Og da folket hørte det, var de slått av forundring over hans lære.
En den Farizeën, gehoord hebbende, dat Hij den Sadduceën den mond gestopt had, zijn te zamen bijeenvergaderd.
Men da fariseerne hørte at han hadde stoppet munnen på sadduseerne, kom de sammen;
En een uit hen, zijnde een wetgeleerde, heeft gevraagd, Hem verzoekende, en zeggende:
og en av dem, en lovkyndig, spurte for å friste ham:
Meester! welk is het grote gebod in de wet?
Mester! hvilket bud er det største i loven?
En Jezus zeide tot hem: Gij zult liefhebben den Heere, uw God, met geheel uw hart, en met geheel uw ziel, en met geheel uw verstand.
Han sa til ham: Du skal elske Herren din Gud av alt ditt hjerte og av all din sjel og av all din hu.
Dit is het eerste en het grote gebod.
Dette er det største og første bud.
En het tweede aan dit gelijk, is: Gij zult uw naaste liefhebben als uzelven.
Men det er et annet som er like så stort: Du skal elske din næste som dig selv.
Aan deze twee geboden hangt de ganse wet en de profeten.
På disse to bud hviler hele loven og profetene.
Als nu de Farizeën samenvergaderd waren, vraagde hun Jezus,
Men mens fariseerne var samlet, spurte Jesus dem:
En zeide: Wat dunkt u van den Christus? Wiens Zoon is Hij?
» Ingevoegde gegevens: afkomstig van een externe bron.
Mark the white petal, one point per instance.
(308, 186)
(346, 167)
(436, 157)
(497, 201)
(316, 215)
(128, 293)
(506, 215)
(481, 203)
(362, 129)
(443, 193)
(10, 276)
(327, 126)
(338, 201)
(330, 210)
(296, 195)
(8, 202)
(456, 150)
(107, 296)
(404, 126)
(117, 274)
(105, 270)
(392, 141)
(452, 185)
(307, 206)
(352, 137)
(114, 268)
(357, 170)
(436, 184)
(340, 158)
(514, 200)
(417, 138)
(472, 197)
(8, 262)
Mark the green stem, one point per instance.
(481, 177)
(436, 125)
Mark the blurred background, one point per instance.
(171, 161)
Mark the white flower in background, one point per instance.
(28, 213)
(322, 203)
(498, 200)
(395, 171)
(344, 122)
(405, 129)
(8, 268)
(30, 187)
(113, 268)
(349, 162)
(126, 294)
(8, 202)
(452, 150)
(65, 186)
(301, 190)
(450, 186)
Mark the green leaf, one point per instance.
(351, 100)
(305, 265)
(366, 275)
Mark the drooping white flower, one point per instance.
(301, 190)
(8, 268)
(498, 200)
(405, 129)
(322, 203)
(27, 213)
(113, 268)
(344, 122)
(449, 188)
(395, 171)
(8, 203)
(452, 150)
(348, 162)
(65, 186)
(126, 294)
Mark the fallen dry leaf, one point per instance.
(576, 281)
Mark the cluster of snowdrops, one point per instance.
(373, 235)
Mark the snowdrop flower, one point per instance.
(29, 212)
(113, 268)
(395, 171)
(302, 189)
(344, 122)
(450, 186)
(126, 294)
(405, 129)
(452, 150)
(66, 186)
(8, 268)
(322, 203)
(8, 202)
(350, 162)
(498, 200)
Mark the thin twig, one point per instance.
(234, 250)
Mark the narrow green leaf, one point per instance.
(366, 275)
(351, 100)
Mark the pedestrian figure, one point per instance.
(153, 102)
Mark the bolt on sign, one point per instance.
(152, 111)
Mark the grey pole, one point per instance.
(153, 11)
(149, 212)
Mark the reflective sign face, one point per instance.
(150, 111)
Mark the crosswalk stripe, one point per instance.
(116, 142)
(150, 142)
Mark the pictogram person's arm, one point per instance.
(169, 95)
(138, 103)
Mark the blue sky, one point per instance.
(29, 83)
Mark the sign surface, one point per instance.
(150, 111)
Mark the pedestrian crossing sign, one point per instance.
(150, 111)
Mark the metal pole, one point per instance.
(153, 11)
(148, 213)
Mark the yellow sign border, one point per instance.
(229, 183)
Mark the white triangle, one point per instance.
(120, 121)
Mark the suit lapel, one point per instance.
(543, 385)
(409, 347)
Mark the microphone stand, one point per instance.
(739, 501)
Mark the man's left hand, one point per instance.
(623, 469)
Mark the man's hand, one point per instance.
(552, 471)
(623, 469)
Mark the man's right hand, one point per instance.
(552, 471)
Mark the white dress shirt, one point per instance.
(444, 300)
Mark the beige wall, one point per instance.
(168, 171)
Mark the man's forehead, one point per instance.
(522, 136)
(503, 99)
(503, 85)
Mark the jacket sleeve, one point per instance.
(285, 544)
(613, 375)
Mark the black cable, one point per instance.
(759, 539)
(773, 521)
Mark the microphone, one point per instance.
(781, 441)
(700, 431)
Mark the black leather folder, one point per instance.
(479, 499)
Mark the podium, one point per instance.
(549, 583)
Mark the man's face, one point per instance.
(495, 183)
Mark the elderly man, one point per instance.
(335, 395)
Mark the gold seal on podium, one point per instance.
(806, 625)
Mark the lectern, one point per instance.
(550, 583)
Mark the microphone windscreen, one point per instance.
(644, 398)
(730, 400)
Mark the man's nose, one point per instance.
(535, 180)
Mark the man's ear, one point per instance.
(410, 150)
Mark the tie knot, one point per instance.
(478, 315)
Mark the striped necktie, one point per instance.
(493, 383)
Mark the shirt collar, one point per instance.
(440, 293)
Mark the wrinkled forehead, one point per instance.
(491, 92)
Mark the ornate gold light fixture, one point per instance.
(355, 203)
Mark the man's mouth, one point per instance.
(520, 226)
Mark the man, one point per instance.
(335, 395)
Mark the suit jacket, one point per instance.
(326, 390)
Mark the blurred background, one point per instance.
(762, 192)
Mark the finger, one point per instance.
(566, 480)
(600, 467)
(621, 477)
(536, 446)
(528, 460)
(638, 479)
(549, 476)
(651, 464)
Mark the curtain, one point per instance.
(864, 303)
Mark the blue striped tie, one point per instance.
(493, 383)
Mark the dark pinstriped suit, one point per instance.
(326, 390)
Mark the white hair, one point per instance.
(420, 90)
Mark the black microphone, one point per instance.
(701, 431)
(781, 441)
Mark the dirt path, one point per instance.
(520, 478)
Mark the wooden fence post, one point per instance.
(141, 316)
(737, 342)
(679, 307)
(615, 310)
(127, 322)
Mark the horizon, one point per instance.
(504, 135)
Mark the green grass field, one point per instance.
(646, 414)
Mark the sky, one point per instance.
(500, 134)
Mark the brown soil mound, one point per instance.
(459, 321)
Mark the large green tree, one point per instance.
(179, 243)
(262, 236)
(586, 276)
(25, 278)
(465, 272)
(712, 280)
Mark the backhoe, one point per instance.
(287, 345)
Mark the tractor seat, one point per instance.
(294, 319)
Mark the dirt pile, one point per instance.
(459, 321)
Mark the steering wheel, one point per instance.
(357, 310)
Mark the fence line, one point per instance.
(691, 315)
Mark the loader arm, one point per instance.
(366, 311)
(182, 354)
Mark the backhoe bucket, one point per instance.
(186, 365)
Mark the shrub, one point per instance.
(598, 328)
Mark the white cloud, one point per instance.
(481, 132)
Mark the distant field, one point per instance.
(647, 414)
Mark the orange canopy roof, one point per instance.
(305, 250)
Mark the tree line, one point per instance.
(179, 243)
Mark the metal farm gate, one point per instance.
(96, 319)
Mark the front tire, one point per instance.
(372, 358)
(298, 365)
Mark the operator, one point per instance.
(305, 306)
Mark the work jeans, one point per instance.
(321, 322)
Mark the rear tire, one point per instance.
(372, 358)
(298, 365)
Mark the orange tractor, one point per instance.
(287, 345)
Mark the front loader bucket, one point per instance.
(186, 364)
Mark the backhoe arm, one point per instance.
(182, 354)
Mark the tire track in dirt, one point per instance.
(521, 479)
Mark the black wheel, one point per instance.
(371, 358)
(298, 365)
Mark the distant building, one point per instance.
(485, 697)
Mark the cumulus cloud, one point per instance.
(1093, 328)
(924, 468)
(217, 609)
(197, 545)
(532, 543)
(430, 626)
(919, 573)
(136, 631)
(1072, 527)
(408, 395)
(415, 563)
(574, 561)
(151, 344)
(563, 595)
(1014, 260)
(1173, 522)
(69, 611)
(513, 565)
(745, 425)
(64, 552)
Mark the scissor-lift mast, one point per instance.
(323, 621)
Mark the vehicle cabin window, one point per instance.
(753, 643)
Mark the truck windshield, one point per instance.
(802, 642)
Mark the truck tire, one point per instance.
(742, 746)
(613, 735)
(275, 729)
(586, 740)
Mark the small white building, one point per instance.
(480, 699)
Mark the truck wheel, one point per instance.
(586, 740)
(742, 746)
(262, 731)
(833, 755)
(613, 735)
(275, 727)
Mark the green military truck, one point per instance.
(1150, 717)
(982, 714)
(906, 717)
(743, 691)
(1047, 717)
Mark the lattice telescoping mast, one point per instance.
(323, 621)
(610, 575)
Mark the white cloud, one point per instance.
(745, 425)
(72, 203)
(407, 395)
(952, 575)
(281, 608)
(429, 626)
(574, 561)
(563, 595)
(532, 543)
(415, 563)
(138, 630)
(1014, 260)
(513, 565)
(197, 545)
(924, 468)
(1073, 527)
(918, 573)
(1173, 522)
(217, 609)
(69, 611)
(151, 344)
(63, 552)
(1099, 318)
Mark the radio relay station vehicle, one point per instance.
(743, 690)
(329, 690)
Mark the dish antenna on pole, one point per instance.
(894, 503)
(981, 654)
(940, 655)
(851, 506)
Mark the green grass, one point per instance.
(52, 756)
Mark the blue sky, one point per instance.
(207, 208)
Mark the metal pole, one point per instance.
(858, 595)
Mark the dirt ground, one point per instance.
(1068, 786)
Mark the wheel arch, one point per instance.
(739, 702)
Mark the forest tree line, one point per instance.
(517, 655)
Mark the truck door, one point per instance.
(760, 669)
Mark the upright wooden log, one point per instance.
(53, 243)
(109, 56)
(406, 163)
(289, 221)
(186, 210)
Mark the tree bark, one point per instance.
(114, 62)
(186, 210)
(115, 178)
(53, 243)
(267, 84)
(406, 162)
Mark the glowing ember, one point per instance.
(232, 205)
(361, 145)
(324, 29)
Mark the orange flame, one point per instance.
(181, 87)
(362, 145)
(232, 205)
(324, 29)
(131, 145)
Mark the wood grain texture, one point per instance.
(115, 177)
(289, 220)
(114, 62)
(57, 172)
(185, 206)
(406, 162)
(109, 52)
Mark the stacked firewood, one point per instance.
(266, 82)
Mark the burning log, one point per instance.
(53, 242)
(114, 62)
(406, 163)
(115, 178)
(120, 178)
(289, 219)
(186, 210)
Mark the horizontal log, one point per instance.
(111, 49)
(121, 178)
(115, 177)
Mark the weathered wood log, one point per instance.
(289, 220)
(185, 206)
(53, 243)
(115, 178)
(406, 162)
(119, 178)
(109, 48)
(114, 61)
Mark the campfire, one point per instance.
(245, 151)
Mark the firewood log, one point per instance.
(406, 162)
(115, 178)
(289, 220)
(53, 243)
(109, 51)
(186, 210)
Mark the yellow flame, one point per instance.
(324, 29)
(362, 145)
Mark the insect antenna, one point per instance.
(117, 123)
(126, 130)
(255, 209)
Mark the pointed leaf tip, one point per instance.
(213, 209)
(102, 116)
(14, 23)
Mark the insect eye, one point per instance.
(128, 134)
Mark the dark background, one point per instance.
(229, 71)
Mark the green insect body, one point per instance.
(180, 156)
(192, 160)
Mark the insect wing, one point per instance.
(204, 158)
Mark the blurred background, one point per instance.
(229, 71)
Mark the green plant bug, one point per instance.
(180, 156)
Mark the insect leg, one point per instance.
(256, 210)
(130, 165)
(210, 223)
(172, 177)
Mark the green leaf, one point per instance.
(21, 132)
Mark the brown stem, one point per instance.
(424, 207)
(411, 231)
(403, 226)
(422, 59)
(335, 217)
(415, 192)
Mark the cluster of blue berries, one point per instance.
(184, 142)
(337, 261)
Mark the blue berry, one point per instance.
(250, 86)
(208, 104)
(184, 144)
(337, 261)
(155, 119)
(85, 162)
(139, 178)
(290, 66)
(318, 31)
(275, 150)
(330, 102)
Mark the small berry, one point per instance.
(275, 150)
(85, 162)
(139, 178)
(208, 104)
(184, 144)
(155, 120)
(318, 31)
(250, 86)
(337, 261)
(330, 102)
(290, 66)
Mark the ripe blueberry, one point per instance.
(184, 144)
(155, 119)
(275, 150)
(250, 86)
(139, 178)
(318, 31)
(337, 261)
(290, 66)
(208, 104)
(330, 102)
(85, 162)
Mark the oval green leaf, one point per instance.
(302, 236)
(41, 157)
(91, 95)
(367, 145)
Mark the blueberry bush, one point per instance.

Zij zeiden tot Hem: Davids Zoon.
Hvad tykkes eder om Messias? hvis sønn er han? De sier til ham: Davids.
Hij zeide tot hen: Hoe noemt Hem dan David, in den Geest, zijn Heere? zeggende:
Han sier til dem: Hvorledes kan da David i Ånden kalle ham herre, når han sier:
De Heere heeft gezegd tot Mijn Heere: Zit aan Mijn rechter hand, totdat Ik Uw vijanden zal gezet hebben tot een voetbank Uwer voeten.
Herren sa til min herre: Sett dig ved min høire hånd, til jeg får lagt dine fiender under dine føtter!
Indien Hem dan David noemt zijn Heere, hoe is Hij zijn Zoon?
Kaller nu David ham herre, hvorledes kan han da være hans sønn?
En niemand kon Hem een woord antwoorden; noch iemand durfde Hem van dien dag aan iets meer vragen.
Og ingen kunde svare ham et ord, og heller ikke vågde nogen å spørre ham mere fra den dag.